Julian Wiley

DataHub, Airbyte, Polaris, and the small-cluster catalog

January 6, 2026· 1 min readRPi Kubernetes

How catalog, ingestion, and Iceberg-facing services fit into the homelab.

RPi KubernetesSystems DesignLocal FirstDevelopment Timeline

Why this mattered

A data platform is not only storage; it needs lineage, discovery, movement, and table conventions.

This belongs in the development timeline because RPi Kubernetes is not a single feature. It is a hybrid k3s homelab with an Ubuntu control plane, four Raspberry Pi 5 workers, Cloudflare Tunnel, and a data platform made from Kafka, Flink, Redis Stack, MinIO, DataHub, Airbyte, Polaris, and observability services. The project only became useful once its infrastructure decisions were written down well enough to be repeated.

Design decision

DataHub, Airbyte, and Polaris each occupy a different slot in that model, even when not every component runs all the time.

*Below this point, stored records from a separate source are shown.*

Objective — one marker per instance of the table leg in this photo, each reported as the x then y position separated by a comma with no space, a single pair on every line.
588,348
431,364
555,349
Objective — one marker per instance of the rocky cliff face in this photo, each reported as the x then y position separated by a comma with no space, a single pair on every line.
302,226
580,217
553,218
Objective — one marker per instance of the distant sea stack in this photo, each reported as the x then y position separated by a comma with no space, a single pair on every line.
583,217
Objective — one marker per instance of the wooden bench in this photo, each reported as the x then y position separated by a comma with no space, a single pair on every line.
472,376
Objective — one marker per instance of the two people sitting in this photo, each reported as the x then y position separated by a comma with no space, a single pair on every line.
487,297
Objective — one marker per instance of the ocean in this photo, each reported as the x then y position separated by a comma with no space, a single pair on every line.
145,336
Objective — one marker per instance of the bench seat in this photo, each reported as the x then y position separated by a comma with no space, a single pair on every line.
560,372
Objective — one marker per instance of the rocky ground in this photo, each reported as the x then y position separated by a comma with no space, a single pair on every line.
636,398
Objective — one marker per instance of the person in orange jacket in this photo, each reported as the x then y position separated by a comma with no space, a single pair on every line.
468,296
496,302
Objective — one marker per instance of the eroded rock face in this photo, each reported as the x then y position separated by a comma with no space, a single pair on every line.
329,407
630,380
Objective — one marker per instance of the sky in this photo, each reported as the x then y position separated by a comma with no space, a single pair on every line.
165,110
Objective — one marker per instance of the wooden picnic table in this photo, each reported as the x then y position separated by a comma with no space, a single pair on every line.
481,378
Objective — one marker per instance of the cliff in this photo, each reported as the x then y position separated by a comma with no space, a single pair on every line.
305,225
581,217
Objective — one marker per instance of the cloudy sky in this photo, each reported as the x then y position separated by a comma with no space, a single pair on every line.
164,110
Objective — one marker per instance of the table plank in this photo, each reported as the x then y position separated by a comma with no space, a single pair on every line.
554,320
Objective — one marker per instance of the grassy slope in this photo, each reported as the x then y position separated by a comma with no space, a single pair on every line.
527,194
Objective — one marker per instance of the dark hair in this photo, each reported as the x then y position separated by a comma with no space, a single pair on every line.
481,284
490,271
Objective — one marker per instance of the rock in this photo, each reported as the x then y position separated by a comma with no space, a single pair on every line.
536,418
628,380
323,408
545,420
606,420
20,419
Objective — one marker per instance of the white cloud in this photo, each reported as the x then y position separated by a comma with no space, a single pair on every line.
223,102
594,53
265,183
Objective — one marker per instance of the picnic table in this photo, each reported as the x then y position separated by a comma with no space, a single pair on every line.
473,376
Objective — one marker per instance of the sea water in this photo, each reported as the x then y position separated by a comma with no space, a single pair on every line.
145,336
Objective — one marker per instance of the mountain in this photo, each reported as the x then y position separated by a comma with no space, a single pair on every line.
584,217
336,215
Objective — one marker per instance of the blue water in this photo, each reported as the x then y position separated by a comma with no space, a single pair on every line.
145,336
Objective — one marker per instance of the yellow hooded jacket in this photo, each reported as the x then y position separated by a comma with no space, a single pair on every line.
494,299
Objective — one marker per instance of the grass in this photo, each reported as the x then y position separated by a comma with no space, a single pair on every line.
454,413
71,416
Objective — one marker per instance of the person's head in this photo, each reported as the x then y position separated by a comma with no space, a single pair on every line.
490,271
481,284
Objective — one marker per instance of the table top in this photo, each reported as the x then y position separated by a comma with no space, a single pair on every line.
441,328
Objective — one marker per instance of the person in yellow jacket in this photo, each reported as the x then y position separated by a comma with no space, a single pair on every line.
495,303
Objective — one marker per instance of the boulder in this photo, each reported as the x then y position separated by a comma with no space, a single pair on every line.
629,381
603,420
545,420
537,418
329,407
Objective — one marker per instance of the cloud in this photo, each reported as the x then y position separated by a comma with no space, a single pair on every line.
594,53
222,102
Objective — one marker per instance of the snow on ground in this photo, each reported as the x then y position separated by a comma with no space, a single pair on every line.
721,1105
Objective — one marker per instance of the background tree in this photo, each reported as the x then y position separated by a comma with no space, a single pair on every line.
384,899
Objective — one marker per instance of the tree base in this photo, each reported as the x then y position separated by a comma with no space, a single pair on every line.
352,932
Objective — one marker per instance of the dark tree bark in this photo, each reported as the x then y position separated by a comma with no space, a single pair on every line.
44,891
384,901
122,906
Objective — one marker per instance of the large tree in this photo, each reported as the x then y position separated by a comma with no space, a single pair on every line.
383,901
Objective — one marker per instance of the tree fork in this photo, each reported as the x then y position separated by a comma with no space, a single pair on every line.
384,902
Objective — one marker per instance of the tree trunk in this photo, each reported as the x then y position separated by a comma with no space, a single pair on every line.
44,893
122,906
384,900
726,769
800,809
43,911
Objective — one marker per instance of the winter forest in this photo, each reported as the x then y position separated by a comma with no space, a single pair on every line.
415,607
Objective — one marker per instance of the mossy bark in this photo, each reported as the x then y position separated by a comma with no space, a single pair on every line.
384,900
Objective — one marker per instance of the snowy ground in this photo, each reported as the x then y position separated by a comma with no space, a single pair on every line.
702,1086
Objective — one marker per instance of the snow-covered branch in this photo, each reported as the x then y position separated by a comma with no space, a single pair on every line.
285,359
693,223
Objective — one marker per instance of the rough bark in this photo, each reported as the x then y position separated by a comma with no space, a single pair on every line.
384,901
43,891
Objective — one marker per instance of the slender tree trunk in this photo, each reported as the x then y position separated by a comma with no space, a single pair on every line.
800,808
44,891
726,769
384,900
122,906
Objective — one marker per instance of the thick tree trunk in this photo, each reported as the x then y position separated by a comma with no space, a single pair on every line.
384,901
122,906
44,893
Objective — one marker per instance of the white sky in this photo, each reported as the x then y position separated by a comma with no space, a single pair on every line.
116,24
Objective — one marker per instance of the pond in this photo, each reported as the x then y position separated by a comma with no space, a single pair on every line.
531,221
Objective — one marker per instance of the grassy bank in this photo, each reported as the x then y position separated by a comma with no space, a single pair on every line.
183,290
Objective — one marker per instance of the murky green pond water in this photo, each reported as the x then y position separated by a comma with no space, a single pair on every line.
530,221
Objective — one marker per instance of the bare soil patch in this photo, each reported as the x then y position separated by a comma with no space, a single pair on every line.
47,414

The practical stack around this decision includes k3s, Kustomize, Helm, Strimzi Kafka, Flink Operator, Redis Stack, RAGFlow, DataHub, Airbyte, Polaris, MinIO, Prometheus, Grafana, Loki, OpenTelemetry, Cloudflare Tunnel, FastAPI, Next.js. I try to keep the interfaces small: configuration describes intent, runtime code owns behavior, and operational notes explain what a future maintainer should check first.

What I would repeat

The practical lesson is to document intent and state separately: desired architecture, deployed services, and suspended jobs are not the same thing.

The repeatable pattern is to make the boring path explicit. For this project that means clear repository boundaries, documented setup, predictable deployment commands, and enough observability to know whether the system is healthy or merely quiet.

Reader takeaway

If you are building something similar, start with the workflow you need to repeat every week. Then add only the platform pieces that make that workflow easier to recover, explain, and extend.